How does insurance fare on the gender pay gap?

Stats have shown that the gap increases in parallel with higher wages. How does the insurance industry fare?

How does insurance fare on the gender pay gap?

Insurance News

By Ksenia Stepanova

Defined as the difference in the median hourly income between men and women, the gender pay gap (GPG) has gone up and down over the last two decades.  The GPG has decreased from 16% to 9.4% since 1998, however statistics have shown that the gap widens significantly once you hit the higher-earning wages, and the gap in bonuses paid has been revealed to be even more shocking.

According to Margaret Retter, director of policy for the Ministry of Women NZ, the drop has been happening far too slowly, and the picture within the insurance industry needs urgent attention.

“The good news is that insurance workers are well paid,” said Retter, addressing Insurance Business’s 2018 Women in Insurance Summit in Auckland.

“However in 2017, Stats NZ’s household labour survey showed that New Zealand’s finance and insurance services have a pay gap of 27%. For every $10 a woman earns she doesn’t get $2.70, and that adds up significantly.”

“Statistics from other countries show a similar overall trend in the insurance industry,” Retter continued. “Insurance has a much higher than average GPG because it pays more and is less regulated. In Australia, the Workplace and Gender Equality Authority found a 25.7% gap based on 40% of the workforce, and in the UK, the insurance sector has a gap of 24%.”

Higher income roles tend to have more discretion around pay, and, according to Retter, these pay gaps are almost entirely down to ‘unexplained factors’ - that is, they could not be explained by career breaks, lower numbers of women in senior positions, or lack of willingness to negotiate pay.

“Even where women have made it to senior positions, their wage gap still increases to 55%,” said Retter. “A recent study in Australia showed that women were just as likely as men to request pay increases, but, unfortunately, men were 25% more likely to actually receive them. There’s a reason that the gap is ‘unexplained,’ and we think it comes down to either conscious or unconscious bias.”

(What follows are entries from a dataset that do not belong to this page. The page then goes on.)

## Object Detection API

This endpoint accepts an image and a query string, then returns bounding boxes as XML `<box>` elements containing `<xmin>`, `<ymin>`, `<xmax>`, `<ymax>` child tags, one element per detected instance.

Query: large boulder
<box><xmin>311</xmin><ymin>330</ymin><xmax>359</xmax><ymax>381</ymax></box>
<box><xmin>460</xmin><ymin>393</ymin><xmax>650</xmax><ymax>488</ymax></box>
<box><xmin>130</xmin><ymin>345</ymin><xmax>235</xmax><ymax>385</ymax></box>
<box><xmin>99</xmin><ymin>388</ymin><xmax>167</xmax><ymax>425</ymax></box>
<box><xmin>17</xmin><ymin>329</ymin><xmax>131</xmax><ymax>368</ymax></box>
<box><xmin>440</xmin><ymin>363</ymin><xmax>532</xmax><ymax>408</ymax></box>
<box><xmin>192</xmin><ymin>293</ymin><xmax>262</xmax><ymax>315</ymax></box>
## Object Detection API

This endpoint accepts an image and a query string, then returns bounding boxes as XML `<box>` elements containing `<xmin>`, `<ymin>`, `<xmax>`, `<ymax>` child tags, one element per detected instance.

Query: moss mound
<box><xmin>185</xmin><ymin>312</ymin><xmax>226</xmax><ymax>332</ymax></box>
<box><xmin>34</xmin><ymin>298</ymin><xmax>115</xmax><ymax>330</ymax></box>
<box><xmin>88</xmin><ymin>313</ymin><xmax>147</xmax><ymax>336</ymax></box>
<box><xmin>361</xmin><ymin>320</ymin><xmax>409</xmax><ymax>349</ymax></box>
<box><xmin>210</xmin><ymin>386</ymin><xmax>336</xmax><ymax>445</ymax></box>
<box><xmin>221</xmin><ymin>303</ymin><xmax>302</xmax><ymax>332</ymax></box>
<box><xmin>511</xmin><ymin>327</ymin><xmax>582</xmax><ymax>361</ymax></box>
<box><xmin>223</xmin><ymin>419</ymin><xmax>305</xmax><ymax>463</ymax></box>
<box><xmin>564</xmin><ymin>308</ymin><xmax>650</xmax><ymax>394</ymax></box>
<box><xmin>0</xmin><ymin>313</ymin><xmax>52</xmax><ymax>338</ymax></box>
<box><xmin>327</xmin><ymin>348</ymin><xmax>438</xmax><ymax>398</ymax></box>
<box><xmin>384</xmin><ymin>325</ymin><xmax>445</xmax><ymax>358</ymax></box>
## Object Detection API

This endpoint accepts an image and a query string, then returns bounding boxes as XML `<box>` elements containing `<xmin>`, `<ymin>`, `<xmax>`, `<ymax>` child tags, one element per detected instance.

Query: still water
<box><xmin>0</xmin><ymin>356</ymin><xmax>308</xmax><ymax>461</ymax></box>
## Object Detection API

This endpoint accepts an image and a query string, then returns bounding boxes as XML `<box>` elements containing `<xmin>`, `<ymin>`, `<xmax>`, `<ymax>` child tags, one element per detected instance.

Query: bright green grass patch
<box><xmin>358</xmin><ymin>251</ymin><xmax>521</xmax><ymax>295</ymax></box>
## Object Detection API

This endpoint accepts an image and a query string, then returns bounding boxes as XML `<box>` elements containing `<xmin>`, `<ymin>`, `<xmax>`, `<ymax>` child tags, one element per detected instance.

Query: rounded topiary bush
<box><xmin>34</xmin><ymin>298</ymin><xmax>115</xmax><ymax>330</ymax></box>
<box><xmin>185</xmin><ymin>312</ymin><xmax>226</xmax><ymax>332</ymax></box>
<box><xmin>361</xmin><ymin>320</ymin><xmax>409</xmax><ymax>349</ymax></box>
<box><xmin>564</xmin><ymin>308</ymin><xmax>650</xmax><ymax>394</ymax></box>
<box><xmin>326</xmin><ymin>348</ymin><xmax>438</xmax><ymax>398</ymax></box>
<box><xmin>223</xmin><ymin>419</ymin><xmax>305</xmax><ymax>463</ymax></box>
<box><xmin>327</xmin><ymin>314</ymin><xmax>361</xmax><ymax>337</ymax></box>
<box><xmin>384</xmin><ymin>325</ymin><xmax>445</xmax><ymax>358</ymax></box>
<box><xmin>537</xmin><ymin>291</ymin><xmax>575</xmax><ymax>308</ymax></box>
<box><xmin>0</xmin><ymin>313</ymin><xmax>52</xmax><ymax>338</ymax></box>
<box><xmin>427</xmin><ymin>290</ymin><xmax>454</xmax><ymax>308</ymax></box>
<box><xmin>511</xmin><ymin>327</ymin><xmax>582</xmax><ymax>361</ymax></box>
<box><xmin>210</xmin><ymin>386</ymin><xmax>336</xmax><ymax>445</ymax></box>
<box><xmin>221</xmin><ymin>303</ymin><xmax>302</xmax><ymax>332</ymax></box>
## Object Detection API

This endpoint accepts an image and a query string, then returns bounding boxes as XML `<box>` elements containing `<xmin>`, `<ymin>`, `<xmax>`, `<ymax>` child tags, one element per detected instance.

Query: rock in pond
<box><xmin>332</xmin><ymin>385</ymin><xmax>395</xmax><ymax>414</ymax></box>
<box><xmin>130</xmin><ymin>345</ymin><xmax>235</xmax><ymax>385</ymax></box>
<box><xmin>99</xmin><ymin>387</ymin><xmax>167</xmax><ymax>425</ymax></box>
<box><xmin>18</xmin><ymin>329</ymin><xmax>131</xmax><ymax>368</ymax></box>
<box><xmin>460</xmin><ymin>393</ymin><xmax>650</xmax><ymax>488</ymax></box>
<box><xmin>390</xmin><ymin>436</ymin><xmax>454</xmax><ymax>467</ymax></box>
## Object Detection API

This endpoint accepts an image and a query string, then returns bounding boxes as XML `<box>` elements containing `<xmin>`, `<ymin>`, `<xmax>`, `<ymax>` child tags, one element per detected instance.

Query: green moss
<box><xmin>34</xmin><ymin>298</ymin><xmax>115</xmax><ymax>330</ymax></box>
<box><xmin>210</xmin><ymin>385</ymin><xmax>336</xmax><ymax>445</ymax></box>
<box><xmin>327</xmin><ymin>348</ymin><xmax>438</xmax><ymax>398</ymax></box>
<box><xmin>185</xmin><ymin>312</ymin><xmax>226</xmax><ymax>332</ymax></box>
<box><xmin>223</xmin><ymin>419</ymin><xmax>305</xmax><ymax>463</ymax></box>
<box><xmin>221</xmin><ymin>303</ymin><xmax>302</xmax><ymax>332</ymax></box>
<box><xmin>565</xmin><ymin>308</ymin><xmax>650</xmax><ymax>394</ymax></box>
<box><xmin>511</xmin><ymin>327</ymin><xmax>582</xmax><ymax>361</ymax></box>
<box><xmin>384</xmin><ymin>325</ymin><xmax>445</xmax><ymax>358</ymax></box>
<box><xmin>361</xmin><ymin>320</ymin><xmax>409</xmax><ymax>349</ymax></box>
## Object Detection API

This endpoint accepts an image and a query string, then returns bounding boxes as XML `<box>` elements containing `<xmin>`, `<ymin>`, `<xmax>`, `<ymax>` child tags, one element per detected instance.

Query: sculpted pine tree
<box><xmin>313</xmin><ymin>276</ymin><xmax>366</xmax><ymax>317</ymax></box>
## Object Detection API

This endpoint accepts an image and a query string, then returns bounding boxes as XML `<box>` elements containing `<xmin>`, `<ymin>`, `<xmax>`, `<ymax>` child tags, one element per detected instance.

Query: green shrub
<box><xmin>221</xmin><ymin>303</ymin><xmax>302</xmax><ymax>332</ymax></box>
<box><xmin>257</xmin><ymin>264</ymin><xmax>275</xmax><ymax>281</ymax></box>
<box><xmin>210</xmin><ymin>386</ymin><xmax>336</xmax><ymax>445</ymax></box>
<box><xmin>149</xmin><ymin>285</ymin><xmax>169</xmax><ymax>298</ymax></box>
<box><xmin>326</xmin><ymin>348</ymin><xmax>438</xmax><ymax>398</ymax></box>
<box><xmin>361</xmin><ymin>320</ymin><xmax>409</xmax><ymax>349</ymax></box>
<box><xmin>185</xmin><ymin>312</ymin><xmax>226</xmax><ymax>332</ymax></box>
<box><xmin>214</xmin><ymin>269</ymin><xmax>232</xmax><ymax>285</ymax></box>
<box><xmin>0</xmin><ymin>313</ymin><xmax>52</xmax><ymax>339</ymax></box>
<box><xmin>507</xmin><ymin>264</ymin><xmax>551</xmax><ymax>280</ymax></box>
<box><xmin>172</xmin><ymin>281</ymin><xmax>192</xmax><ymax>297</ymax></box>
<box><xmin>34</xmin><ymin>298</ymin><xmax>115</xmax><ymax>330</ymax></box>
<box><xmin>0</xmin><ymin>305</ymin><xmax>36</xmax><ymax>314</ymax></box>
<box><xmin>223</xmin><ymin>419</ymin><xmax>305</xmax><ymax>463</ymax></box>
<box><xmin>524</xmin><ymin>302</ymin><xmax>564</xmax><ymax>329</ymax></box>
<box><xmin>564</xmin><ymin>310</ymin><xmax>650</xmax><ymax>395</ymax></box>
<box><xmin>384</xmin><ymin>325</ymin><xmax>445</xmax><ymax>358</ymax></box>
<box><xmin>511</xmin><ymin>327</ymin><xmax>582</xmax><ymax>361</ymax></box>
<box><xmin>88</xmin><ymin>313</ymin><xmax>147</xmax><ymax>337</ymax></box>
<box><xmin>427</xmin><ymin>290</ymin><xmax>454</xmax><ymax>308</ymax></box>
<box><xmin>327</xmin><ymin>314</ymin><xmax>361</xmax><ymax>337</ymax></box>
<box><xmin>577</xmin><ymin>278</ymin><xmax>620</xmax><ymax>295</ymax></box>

New Zealand currently has one of the lowest gender pay gaps in the OECD. However, the UK’s recent adoption of the ‘name and shame’ method has been suggested as a catalyst for further improvement. No woman would willingly choose to work for a company with a 70% bonus gap, or worse still, a 90% bonus gap – two existing statistics that have recently been reported in the UK.

Looking to the future, Retter says change needs to happen from individuals who are willing to champion it.

“We need people who are willing to challenge the status quo and model the behaviours that they want to see in the workplace – that is the single most important factor,” she stated. “All businesses should do a gender pay audit rather than simply assuming that they’re a fair company. You can redesign your talent management system to maximise use of female talent, look at salary progressions across men and women and compare salaries for full-time and part-time staff. You can also learn a lot from things like engagement surveys, where people tend to be very frank about what they think.

“Unfortunately, once the bias starts on a lower level, it can persist and impact on promotion and affect the setting of salaries and bonuses. You need to make sure that your company and culture is not getting in the way of career advancement.”